Another Western factor that LeBlond wants to see reflected on stage is ethnic diversity. He'd ''love to discover the Arthur Mitchell of the West,'' he says, referring to the black dancer who founded the Dance Theater of Harlem, and he has a fantasy of kids of all colors and national origins ''walking into the school off the street, getting hooked on ballet just because the school is right there in their neighborhood.''

The school LeBlond refers to is not the converted garage that's been miraculously functioning as company headquarters for the last 30 years. He's talking about an $11.5 million plant under construction in the city's downtown Civic Center, just across the street from the opera house.

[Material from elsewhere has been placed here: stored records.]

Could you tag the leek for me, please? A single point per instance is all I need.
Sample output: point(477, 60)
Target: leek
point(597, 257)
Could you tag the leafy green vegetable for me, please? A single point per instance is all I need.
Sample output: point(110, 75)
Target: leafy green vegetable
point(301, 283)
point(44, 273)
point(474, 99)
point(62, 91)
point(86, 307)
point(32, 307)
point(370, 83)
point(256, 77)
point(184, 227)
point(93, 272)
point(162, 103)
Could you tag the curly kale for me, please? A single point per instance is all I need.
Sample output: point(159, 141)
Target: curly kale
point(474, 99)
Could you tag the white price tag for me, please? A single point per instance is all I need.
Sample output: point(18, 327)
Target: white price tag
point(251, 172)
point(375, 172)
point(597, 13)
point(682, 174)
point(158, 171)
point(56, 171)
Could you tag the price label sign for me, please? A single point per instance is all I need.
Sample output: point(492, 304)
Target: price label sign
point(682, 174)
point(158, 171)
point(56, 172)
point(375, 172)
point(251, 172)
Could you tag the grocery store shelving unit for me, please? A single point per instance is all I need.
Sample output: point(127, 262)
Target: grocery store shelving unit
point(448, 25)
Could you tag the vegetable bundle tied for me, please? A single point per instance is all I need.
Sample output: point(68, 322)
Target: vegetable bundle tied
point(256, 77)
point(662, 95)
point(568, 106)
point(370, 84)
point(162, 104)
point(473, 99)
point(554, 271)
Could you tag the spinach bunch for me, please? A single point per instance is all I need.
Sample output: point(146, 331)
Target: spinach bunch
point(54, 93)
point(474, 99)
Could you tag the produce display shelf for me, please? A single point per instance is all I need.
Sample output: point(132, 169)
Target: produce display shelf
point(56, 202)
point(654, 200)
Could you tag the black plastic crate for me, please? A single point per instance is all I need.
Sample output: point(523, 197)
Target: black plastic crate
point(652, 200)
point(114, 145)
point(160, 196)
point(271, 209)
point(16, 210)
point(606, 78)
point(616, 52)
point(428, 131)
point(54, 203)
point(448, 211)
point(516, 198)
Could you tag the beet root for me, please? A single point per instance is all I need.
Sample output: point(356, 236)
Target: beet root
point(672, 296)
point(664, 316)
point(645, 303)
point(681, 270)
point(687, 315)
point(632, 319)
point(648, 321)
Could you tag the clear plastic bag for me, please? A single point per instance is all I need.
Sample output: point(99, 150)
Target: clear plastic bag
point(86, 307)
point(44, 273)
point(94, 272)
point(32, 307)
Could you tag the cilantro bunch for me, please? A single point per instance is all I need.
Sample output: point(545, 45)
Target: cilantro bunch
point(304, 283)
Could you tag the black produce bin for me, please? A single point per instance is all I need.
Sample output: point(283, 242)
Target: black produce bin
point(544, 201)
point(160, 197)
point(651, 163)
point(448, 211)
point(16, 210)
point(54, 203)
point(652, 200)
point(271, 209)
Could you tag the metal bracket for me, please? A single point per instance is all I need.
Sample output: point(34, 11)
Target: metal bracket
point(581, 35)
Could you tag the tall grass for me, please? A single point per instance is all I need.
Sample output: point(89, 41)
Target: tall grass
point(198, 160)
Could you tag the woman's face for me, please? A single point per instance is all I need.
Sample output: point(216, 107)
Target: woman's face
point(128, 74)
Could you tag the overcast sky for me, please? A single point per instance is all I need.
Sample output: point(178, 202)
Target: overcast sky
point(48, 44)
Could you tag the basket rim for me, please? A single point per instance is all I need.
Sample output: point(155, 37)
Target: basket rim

More than the fireworks of the anniversary program, it's the sound of drills coming from the site of the new school that really heralds the future. For the first time the dancers won't have to commute the long distance between rehearsals at the present school and performances at the opera house. Administrators won't have to keep their files in an old oven and other makeshift crannies. LeBlond won't have to plow through Lew Christensen's office (an old tool shed) to get to his desk.

The new building, set for occupancy in late 1983, has eight full-size studios. Remove a sliding wall between two of them, and you get a space as large as the opera-house stage and pit combined. This greatly smooths the transfer of ballets from rehearsal to performance. The new building also has a variety of other facilities that would all seem to be requisites for any large-scale organization but are still luxury items for most dance groups. For example, a library, study areas for students with homework to do, and a room in which to view videotapes of ballets will be included. It's all within grasp of the San Francisco Ballet - even the additional $2 million needed to see the building through to completion. As chief money raiser, LeBlond takes pride in the fact that he moves the company and school into a mortgage-free building. It gives the company the freedom to go about its artistic business - developing new dancers and choreographers.

''We're the old-timers of dance out here, which is a nice place to be,'' LeBlond reflects. But when asked what his dream wish for the company is, he says it's to discover the choreographers of the next generation.